Şunu da muhakkak olarak bilmeliyiz ki Hak Teâlâ dünyayı yarattığından beri dünyaya inayet nazarı ile bakmış ve dünyayı kendisine düşman tutmuştur. Allah’ın düşmanını bir Müslüman, bir mü’min, ben Allah’ı seviyorum diyen bir kul, nasıl olur da kendisine dost edinir ve ona muhabbet besler? O zaman şöyle olur ki dünya, Allah’ın düşmanı ise Allah da düşmanının dostunu kendisine düşman sayar. Allah korusun dünyaya meyili olan, onu seven, Allah’ın sevmediğini sevmiş olur. Bu dünyayı Allah Teâlâ kendisine neden düşman edinmiştir? Bu dünyayı Allah’ın elçileri olan peygamberler de kendilerine düşman edinmişlerdir. Çünkü dünya onların da yollarını vurmuştur. Dünya kâfirlerin, münafıkların ve fasıkların da düşmanıdır. Dünya onları da kendi tuzağına düşürmüştür. Onları kendine öyle inandırmıştır ki onlar bu dünyayı gerçek zannetmişler, muratlarına eriştiklerini sanmışlar ve ferahlamışlardır. Hâlbuki bu yüzden de bedbaht olanlardan olup, cehennemin yolunu tutmuşlardır.
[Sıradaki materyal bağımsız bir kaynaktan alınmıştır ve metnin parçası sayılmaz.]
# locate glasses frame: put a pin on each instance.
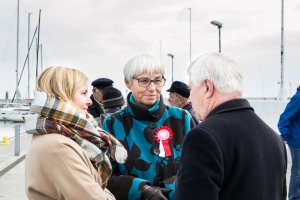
(150, 81)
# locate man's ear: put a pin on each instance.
(209, 87)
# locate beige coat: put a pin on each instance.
(57, 168)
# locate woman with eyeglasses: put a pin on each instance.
(151, 132)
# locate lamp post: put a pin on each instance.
(172, 57)
(282, 92)
(219, 25)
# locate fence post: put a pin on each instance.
(17, 140)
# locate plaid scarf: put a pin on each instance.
(53, 115)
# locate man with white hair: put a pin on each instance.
(232, 154)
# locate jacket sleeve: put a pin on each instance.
(188, 121)
(200, 174)
(72, 177)
(291, 112)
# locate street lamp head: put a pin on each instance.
(171, 55)
(216, 23)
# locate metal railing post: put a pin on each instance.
(17, 140)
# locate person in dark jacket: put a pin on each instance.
(96, 109)
(113, 101)
(178, 96)
(232, 154)
(151, 132)
(289, 127)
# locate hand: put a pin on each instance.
(154, 193)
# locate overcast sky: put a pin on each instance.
(99, 37)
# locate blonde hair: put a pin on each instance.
(61, 82)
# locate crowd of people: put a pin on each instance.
(206, 142)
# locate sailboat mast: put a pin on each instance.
(17, 57)
(38, 44)
(28, 70)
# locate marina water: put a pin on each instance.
(7, 129)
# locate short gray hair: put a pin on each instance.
(221, 70)
(142, 63)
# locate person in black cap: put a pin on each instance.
(96, 109)
(113, 101)
(178, 96)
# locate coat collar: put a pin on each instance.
(187, 106)
(231, 105)
(141, 113)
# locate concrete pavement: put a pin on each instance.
(12, 174)
(12, 170)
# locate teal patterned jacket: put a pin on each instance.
(135, 127)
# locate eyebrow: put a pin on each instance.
(159, 76)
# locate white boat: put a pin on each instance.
(14, 113)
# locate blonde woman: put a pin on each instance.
(67, 156)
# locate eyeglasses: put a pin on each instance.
(145, 82)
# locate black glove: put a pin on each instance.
(154, 193)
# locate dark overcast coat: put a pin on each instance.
(232, 155)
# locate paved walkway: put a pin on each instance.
(12, 170)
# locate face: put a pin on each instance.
(145, 96)
(98, 95)
(173, 99)
(199, 100)
(81, 99)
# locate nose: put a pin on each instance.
(151, 86)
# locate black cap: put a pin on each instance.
(102, 83)
(180, 88)
(112, 97)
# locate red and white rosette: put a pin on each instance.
(163, 135)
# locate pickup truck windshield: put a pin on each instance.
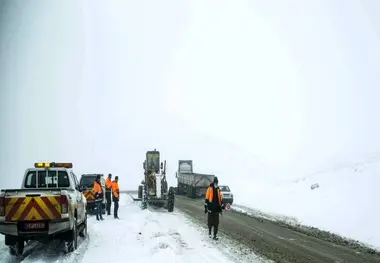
(87, 181)
(39, 179)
Dediğimiz gibi bu dünyadan dost olmaz. İşte dünyaya dalıp cehennem ehli olanların feryatlarını Allah Teâlâ Kur’an-ı Kerim’de bize şöyle açıklıyor; “Ya Rab, beni dünyaya döndür belki o bıraktığımla salih bir amel işlerim” (Mü’minun 99) diye feryat figan ederler ve onlara şöyle cevap verilir: “Dünyada bunca ömür geçirdiniz, dünyanın muhabbetine kandınız, ömrünüzü yele verdiniz. Size verilen o günlerin kıymetini bilmediniz, varın susun. Bu sözü artık söylemeyiniz.” O zaman dünya düşmanı olurlar ama fayda vermez. İşte kimin emeli dünya olursa onun hali kötü, gideceği yer cehennemdir. Nitekim Rasulullah sallallahu aleyhi ve sellem bir Hadis-i Şerif’inde şöyle buyuruyor. “Kimin emeli dünya olursa Allah onun işini aleyhine darmadağın eder, fakirliği iki gözünün arasında kılar, dünyada eline geçen miktarda kaderinde yazılandan fazla olmaz. Kimin de kastı ahiret olursa, Allah onun dağınık işini lehine toplar, zenginliğini kalbine koyar, dünya nimetleri ona koşarak kendiliğinden gelir.” İşte dünyaya meyilli olan ve olmayanın hali böyledir.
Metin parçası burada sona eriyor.